We also had a visit from ‘Peter’ the very relaxed and easy going angora rabbit, who was given a ride to camp by his farmer, Allison Arnold. Peter relaxed in the shade of the oak grove and enjoyed a stream of loving caresses and hair brushing.
Katherine Jolda came to our textile camp too and showed the children how to ride her bicycle powered drum carder. After creating a beautiful combed batt of wool from locally raised sheep the children learned to felt the fiber into small patches.
We harvested dye plants from our meandering wall of coreopsis that runs through an acre of meadow, like a curving water-way.
The children harvested enough to dye their sample fabrics and shirts.
They made bean bags with designer Amber Steinhauer from elder, black walnut, fennel and coreopsis dyed fabrics…
We created an impromptu form of ‘cornhole’ although we didn’t exactly have it set up in the traditional sense, everyone loved keeping score and tossing their homemade bean bags.
We kept the dye vats running over several days for the children to create and explore with.

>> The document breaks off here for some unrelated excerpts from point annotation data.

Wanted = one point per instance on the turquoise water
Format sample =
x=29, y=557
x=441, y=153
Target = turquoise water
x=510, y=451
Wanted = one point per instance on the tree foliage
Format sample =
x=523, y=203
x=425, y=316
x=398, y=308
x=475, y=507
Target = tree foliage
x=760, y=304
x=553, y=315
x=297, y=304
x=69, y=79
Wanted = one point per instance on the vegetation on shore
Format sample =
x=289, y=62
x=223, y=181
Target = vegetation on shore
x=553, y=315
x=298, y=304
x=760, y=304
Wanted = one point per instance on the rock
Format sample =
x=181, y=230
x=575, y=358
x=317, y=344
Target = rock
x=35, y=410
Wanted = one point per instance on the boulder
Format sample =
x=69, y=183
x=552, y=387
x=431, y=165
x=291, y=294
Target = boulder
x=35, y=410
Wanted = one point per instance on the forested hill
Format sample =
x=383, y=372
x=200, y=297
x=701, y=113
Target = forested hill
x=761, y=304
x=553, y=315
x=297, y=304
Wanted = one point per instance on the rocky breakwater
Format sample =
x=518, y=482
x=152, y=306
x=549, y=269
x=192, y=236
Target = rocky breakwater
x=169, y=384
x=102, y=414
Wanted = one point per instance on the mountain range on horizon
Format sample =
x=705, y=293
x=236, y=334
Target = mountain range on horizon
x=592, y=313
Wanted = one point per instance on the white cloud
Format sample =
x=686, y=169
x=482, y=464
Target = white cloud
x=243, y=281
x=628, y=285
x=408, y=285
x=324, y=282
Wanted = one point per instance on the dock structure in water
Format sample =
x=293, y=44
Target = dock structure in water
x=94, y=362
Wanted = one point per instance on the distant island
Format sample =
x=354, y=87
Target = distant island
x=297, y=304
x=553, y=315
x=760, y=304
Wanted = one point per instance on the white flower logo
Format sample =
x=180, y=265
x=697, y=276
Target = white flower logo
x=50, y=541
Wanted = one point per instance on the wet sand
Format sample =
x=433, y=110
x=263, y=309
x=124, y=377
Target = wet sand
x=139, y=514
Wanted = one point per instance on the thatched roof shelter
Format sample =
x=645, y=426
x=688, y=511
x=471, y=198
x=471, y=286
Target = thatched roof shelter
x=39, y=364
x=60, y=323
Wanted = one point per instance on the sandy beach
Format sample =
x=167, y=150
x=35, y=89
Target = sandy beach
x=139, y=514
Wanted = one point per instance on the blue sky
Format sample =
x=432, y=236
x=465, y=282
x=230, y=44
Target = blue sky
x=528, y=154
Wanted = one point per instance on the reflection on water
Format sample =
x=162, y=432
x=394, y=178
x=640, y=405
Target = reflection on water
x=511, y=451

Each color was generated by the children’s own work to process the plants.
Everyone enjoyed squishing elderberries between their fingers.. hammering the fallen walnut shells, and chopping up the long fennel stalks.
Kid goats and kid humans make great companions.
Our final day was spent making paper from old jeans and T-shirts with paper maker Michelle Wilson.. (the final chapter of our textile story). “From the ground up textiles” have many lives. The children were excited to see an alternative to making paper from trees.